We need a clear definition of what "personality disorder" and "social deviance" mean. A close examination should be made and the Bill should cater for this.

It is an important issue raised by Deputy Neville in this amendment. The terms "personality disorder" and "social deviance" are used in the Bill on the grounds that nothing shall be construed as authorising the involuntary admission of a person to an approved centre by reason only of the fact that the person is suffering from a personality disorder or is socially deviant. That is an argument for not committing a person but it is not clear what ground the terms cover. It will be difficult in a legal context to argue about these terms when they are not defined in the Bill. It is a genuine difficulty.

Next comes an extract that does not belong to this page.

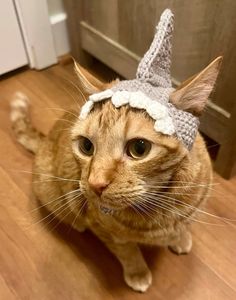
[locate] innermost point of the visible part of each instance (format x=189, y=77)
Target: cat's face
x=122, y=157
x=123, y=161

I appreciate that the definition of social deviance changes. That should not prevent us from defining what we mean at this time. If a change is needed in the future, that can be dealt with at an appropriate time. As a student in the 1960s, a young man was incarcerated in a mental hospital because he was Maoist. He was considered to hold views that indicated mental illness. One does not have to agree with Maoism, but it is now considered to be a political belief one could hold without ending up in a mental hospital.

That example is an indication that such things can happen, and can be the subject of court action. It is important that the words and terms of a Bill are explained and defined so that all agree what they mean. Lawyers make a great deal of money and people's rights can be infringed if there is fuzziness. Deputy Neville's proposal is a practical one asking the commission to come back with a full report, having reflected on and come to a consensus on these terms. It is a difficult job but somebody needs to do it. It seems a good avenue to ensure that this issue is dealt with in a way that people can buy into.

I foresee problems ahead if the issue is not dealt with. The Bill will be challenged as it is unclear what is meant. One can argue that people are socially deviant from time to time and are otherwise normal. However, one can also argue that social deviance is an expression of serious and dangerous psychiatric illness. It is important to clarify this and I ask the Minister to accept this amendment.

I understand that on Committee Stage the Minister indicated that he had sympathy with this proposal and that the commission will issue guidelines in relation to this matter. However, having consulted the legal experts I am advised that the amendment is outside the functions of the Mental Health Commission. A determination of whether someone suffers from a mental disorder, personality disorder or social deviance is a matter of clinical judgment best left to the medical experts handling individual decisions.

The Bill says that persons cannot be subject to involuntary admission by reason only of the fact that they are socially deviant etc.. Every consultant's decision made at the time a person is admitted involuntarily will be subject to a review by a tribunal, which is a further safeguard. It is not possible, as the Deputies indicated, to put in place a clear and concise definition of these terms. It is better that the consultant makes the decision and that the decision be subject to a review. We believe it is not within the scope of the commission to do this because its job is to promote, foster and encourage good practice in the provision of mental health services. The commission also has a particular function in relation to the protection of the interests of those who are involuntarily detained. For that reason, I am not in a position to accept the amendment.

Debate adjourned.
Sitting suspended at 1.30 p.m. and resumed at 2.30 p.m.